Flora MacKillop gave birth to eight children. Three she gave to God in the priesthood and religious life. She mourned five who were lost before they turned thirty, one while still a baby.
No stranger to sorrows, Flora’s life ended suddenly in the notorious wreck of the Ly-ee-moon off the coast of Eden, on the south coast of New South Wales. Sunday 30 May marks the 130th anniversary of her death.
Yet we do not remember Flora as a tragic figure. Rather we recall her great qualities of motherhood and acclaim a stoic woman who devoted her whole life to God, her family, and to the sisters who joined St Mary MacKillop in her work.
Flora travelled widely after Mary had established her new congregation, sometimes taking her daughter Annie.
On her travels she would stay with relations and family friends in different parts of western Victoria, as well as Melbourne and at Melrose near the You Yangs.

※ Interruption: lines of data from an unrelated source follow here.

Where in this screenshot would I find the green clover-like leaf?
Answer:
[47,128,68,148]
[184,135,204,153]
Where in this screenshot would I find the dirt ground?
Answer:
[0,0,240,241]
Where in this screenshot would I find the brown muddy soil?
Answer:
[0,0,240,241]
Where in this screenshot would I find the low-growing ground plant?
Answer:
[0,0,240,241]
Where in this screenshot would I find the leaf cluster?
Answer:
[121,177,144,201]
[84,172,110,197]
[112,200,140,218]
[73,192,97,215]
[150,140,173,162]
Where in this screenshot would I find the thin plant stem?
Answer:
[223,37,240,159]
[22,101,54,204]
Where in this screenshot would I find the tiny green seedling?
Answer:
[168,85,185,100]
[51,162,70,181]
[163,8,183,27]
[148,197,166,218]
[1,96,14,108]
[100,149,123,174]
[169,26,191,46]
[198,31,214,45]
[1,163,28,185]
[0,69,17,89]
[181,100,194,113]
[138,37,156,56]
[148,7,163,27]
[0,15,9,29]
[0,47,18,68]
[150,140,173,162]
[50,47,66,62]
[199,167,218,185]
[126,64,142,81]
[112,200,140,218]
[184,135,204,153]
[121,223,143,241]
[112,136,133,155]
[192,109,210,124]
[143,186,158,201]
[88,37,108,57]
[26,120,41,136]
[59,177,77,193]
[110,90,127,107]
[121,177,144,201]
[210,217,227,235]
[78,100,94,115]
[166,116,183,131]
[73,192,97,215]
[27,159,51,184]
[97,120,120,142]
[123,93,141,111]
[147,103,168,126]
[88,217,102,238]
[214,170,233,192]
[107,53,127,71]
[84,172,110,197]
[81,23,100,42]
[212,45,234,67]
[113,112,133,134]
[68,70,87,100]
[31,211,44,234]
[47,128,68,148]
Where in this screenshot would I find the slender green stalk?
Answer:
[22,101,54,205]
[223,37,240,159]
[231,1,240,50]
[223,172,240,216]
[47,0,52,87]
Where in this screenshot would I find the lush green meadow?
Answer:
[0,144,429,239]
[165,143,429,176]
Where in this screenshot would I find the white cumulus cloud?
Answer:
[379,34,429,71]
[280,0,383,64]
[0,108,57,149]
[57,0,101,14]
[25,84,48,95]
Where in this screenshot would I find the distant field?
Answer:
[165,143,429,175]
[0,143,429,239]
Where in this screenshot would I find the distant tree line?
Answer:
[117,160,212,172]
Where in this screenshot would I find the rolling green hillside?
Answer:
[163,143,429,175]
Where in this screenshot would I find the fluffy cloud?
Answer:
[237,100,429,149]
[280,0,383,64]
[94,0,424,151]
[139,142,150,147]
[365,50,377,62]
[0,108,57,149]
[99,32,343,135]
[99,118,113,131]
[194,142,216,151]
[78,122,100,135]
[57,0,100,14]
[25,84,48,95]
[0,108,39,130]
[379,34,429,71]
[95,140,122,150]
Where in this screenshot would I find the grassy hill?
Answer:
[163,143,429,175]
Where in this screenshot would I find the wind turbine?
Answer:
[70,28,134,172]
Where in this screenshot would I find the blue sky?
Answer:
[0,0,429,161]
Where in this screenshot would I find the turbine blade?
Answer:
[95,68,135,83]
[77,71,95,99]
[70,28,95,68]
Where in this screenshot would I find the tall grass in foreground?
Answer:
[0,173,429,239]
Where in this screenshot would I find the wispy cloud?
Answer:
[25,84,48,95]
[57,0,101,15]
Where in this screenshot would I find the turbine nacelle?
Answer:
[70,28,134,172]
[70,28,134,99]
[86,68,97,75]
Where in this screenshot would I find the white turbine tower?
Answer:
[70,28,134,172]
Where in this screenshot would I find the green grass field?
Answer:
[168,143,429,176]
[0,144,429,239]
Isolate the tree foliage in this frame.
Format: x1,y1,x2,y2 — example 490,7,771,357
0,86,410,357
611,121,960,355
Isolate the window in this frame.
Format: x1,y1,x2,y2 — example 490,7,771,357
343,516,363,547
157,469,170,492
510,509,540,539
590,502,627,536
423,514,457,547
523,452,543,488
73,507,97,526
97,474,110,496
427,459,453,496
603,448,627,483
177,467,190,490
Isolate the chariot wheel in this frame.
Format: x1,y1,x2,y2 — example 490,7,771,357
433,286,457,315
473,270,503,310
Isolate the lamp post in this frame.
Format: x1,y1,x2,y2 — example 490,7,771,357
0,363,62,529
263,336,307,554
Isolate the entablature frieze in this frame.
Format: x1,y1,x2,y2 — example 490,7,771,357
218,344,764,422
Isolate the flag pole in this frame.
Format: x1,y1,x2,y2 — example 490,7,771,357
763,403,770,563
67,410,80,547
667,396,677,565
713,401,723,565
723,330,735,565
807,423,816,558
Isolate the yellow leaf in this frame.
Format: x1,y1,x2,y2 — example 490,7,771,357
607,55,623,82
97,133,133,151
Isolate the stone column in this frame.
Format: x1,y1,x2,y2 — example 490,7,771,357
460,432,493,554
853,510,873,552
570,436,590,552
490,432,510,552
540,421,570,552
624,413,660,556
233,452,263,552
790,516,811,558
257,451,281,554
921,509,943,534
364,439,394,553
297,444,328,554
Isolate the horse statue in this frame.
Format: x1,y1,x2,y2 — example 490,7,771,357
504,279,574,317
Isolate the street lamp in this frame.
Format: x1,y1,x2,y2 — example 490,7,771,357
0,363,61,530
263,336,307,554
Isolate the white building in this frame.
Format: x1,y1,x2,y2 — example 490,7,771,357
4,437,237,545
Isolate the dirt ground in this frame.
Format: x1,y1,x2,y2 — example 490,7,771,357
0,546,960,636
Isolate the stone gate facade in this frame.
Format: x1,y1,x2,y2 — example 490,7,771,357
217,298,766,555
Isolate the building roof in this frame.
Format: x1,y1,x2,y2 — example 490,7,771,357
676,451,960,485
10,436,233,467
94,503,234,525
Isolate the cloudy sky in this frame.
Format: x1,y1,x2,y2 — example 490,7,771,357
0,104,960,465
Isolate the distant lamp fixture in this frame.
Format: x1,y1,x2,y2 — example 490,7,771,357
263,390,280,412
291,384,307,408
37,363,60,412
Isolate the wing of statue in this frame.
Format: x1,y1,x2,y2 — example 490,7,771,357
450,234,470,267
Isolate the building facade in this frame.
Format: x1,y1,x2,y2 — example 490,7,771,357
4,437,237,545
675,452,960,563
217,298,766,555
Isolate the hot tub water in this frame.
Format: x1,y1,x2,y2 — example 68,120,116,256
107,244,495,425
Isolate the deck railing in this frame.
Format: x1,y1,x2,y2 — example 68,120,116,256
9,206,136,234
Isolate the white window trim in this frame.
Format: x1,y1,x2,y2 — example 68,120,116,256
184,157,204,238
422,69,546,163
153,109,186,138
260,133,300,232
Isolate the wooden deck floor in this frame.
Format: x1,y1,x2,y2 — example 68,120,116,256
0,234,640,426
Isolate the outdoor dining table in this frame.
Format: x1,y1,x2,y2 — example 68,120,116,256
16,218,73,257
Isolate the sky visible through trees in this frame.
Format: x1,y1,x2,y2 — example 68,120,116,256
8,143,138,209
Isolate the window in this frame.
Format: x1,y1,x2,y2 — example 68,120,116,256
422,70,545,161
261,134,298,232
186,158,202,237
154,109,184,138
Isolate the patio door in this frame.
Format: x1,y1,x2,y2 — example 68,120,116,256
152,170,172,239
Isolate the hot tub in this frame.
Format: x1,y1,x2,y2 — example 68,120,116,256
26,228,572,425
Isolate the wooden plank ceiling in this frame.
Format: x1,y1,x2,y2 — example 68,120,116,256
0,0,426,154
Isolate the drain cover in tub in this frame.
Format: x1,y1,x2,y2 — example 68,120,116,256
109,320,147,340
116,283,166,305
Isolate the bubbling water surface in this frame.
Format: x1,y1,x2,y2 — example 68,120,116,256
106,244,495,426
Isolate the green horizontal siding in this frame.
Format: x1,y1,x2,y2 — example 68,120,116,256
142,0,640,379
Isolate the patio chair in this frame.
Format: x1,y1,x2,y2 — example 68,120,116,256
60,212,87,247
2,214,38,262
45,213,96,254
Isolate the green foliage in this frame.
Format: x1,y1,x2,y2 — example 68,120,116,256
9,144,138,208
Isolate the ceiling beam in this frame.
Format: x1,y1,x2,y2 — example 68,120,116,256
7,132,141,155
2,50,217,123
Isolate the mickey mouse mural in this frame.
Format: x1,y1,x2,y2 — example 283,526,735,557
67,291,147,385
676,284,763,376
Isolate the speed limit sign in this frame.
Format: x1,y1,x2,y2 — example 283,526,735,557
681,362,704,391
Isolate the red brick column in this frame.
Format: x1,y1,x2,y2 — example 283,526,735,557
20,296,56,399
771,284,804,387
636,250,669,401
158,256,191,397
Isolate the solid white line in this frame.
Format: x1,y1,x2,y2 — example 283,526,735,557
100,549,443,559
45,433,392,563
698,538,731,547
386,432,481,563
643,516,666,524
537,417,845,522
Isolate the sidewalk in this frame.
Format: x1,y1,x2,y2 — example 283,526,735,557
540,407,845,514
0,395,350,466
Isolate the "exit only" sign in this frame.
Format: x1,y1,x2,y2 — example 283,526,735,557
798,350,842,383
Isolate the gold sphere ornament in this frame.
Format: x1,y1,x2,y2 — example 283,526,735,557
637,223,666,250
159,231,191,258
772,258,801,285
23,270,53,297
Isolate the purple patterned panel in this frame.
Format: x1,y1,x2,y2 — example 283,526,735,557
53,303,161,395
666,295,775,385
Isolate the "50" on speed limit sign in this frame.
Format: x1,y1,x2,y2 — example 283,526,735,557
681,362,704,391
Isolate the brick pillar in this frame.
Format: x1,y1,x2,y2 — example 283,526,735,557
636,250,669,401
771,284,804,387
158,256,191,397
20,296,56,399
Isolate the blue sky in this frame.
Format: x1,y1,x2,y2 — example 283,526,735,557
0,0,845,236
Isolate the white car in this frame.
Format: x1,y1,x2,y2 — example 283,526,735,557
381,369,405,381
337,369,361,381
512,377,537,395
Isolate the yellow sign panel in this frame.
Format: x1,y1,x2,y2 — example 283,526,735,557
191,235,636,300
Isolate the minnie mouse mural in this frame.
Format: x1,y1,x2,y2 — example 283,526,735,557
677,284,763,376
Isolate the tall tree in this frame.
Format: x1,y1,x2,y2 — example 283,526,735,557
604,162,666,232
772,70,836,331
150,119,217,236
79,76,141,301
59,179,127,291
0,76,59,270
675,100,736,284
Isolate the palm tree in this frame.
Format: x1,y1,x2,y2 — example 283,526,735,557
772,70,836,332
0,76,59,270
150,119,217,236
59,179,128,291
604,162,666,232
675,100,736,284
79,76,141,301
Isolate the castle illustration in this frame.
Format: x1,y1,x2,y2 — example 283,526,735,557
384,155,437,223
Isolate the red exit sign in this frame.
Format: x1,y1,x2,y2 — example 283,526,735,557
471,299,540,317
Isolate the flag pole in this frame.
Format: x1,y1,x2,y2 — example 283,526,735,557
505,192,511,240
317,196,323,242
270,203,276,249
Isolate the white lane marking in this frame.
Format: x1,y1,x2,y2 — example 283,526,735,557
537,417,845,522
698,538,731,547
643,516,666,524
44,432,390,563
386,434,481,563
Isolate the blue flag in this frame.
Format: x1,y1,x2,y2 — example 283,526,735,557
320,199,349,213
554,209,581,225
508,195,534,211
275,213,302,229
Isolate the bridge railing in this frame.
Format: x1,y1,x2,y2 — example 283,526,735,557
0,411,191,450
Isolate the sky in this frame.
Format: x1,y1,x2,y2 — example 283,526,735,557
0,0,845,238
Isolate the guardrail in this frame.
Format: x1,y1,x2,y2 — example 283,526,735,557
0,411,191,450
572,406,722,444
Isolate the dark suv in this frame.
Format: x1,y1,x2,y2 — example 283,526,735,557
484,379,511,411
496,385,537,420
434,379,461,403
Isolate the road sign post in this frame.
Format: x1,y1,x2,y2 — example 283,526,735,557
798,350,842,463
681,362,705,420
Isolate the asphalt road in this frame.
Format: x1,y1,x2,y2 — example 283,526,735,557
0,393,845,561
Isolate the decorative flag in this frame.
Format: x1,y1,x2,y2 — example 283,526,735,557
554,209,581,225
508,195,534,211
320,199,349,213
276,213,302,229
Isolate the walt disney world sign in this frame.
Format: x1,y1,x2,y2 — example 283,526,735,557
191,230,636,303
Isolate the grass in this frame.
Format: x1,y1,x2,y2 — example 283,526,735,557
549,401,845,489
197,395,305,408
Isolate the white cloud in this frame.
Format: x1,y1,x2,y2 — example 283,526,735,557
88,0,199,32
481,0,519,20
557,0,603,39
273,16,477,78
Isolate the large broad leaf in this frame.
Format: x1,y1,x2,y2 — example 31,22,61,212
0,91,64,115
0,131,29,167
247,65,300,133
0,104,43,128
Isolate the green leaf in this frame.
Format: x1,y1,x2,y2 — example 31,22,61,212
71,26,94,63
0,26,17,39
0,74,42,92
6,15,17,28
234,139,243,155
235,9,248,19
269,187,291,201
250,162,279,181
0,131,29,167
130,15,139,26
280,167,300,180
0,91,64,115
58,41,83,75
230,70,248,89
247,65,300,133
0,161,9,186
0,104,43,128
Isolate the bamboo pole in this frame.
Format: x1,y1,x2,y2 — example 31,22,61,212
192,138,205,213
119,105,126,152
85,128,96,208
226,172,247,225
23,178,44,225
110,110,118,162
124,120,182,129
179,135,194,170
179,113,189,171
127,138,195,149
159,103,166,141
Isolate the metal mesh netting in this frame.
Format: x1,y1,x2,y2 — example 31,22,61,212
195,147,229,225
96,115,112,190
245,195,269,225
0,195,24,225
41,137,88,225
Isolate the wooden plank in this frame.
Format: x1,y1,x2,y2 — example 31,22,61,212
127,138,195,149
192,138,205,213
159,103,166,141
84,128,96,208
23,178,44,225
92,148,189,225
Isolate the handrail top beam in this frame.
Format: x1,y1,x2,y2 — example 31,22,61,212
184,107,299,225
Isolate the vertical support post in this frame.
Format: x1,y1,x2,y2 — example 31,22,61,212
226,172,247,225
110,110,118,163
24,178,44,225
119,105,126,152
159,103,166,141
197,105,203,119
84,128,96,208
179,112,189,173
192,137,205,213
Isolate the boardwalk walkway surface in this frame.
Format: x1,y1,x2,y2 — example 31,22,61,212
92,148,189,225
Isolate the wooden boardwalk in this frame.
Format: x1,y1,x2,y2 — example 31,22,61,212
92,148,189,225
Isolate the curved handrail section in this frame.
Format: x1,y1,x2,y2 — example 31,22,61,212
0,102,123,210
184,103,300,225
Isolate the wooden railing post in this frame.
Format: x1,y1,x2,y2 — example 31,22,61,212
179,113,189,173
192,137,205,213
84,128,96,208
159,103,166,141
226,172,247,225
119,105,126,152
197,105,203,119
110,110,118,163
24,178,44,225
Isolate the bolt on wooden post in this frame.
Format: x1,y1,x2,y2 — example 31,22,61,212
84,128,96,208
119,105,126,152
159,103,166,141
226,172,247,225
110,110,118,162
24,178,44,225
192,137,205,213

Flora decided to travel to Sydney in 1886 to help Mary with a fundraising bazaar. It was common at the time to travel by ship from Melbourne up the east coast to Port Jackson or Sydney Harbour.
Mary was expecting Flora’s arrival, but tragedy struck. Seventy-one passengers drowned when the Ly-ee-moon was dashed against a reef. The only survivor was a young boy of 11, pulled unconscious through a porthole.
Kate Cameron, a life-long friend of Lexie MacKillop, became Mrs James Power of the Pier Hotel Eden. By a strange coincidence it was Kate who helped prepare the body of Lexie’s mother for burial in Sydney in May 1886.
It was a beautiful final work of mercy that she could perform for her friend Lexie and the MacKillop family – and a final gift of grace for a faithful mother who indeed gave her all.